If the pressure of the saturated steam is reduced using a control or pressure reducing valve, the pressure changes but the enthalpy of the steam remains constant because no work has been done and no heat exchanged. This reduction can be represented in the h-p-t diagram by drawing a horizontal line leftward from the point at which the saturation curve intersects the pressure curve up to the point at which this line intersects the required pressure.
Two examples are described in the diagram: in the first, steam is reduced from 20 to 10 bar while in the second, it is reduced form 150 to 60 bar (an extreme value is used for the sake of clarity). In the first instance, the point of intersection of the 10 bar line is clearly located in the superheated region. The reduced steam is thus superheated.
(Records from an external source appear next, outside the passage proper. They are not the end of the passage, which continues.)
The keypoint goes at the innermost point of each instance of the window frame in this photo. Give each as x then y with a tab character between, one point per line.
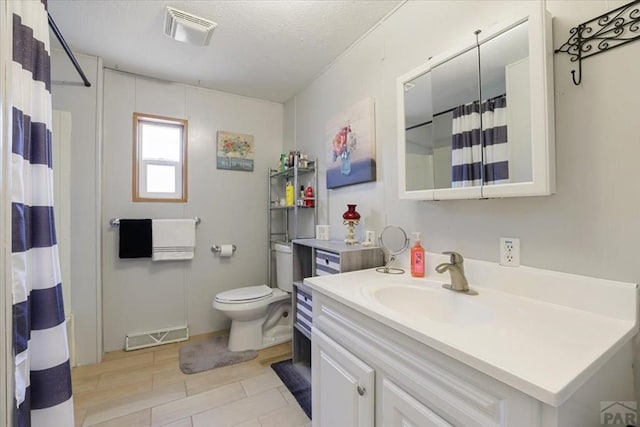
139	170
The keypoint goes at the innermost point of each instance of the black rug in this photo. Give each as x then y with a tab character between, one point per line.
298	384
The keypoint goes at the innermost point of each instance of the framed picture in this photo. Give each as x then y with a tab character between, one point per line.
351	146
235	151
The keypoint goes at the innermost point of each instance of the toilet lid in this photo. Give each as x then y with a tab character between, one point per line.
249	293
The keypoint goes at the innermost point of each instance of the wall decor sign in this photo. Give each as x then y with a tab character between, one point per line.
235	151
352	143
In the second example, the horizontal line intersects the 60 bar pressure curve in the evaporation and condensation region. Part of the steam will condensate because the enthalpy of saturated steam at 150 bar is 2615 kJ/kg, which is lower than the enthalpy of steam at 60 bar, namely 2785 kJ/kg. The intersection occurs on the line x = 0.9, in other words 10 % of the steam condenses. The steam is wet.
If saturated steam is reduced from 60 to 10 bar, the situation is slightly more complicated. Initially, the horizontal line passes through the evaporation and condensation region and condensation takes place. Later, however, the line reaches the superheated region and part of the condensate that formed previously now evaporates again.